Sliman, originaire du village bédouin de Kseifeh, a déclaré qu’il avait du mal à accepter la nouvelle selon laquelle Silver faisait partie des victimes des attentats du 7 octobre. Silver avait auparavant été codirectrice de l’organisation et est restée active au conseil d’administration jusqu’à ce qu’elle soit tuée. Elle a travaillé sans relâche pour organiser des groupes de la société civile travaillant dans le Néguev et a contribué à créer un solide réseau de groupes locaux travaillant dans les différentes communautés.
« Peu importe où elle se trouvait, elle a toujours été reçue avec le respect qu’elle mérite pour son travail de combattante de la paix reconnu non seulement au Néguev mais dans le monde entier », a expliqué Sliman. « Elle a lancé et géré de nombreux projets à Gaza et en Cisjordanie et a travaillé de toutes les manières possibles pour un véritable partenariat [entre Israéliens et Palestiniens] ».
Cette vision de partenariat s’est manifestée lorsque les organisations de la société civile arabe et juive se sont réunies à Rahat pour soutenir les familles de toutes les victimes, quelle que soit leur origine. Fouad al-Ziadna, un parent des quatre citoyens bédouins pris en otage dans la même famille, dirige le centre communautaire de Rahat, qui abrite un siège de fortune pour des projets communs d’aide à la région. En cette période de crise et de tragédie, Ziadna a souligné que lui, son équipe et ses bénévoles continuent de faire ce qu’ils font de mieux : « Lorsqu’il y a un grand événement, nous ne regardons pas de côté mais travaillons plutôt pour le bien-être des personnes qui en ont le plus besoin.

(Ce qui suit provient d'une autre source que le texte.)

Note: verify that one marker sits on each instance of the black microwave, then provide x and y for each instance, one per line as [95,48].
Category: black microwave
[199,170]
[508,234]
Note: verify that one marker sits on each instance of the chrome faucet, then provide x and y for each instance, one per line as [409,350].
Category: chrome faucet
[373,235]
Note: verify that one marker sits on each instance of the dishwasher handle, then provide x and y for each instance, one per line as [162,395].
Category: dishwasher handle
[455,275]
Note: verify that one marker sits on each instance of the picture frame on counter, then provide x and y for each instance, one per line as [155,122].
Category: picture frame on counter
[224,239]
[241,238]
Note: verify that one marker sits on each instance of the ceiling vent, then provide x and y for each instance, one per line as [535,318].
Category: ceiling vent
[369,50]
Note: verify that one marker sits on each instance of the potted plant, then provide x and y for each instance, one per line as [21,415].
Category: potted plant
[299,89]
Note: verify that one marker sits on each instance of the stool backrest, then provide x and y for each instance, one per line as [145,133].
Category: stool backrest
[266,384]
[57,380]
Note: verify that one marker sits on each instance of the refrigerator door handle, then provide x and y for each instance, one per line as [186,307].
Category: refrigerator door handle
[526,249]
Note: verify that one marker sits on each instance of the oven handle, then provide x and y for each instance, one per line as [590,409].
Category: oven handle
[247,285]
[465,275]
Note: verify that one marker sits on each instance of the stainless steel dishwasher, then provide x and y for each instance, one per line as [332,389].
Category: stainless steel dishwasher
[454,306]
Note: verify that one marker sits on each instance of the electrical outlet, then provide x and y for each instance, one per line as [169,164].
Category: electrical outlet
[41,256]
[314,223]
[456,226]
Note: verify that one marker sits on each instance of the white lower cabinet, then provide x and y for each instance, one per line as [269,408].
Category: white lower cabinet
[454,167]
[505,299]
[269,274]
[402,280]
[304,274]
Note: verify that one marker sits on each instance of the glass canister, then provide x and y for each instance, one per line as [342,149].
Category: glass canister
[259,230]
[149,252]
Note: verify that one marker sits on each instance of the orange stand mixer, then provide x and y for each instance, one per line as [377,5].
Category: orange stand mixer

Mais la solidarité et l’entraide ont des limites, et les Bédouins du Néguev voient l’impact disproportionné de la guerre sur leur communauté comme le signe d’un problème plus profond de négligence de la part des autorités de l’État israélien. « Ce n’est pas pour rien que les premières personnes tuées par des roquettes dans le Néguev samedi matin [7 octobre] étaient sept citoyens bédouins », a déclaré al-Amour, co-PDG de l’AJEEC-NISPED.
Faisant référence aux villages non reconnus, il a ajouté : « 100 000 habitants vivent dans des conditions extrêmement dures et dans une absence totale de protection ».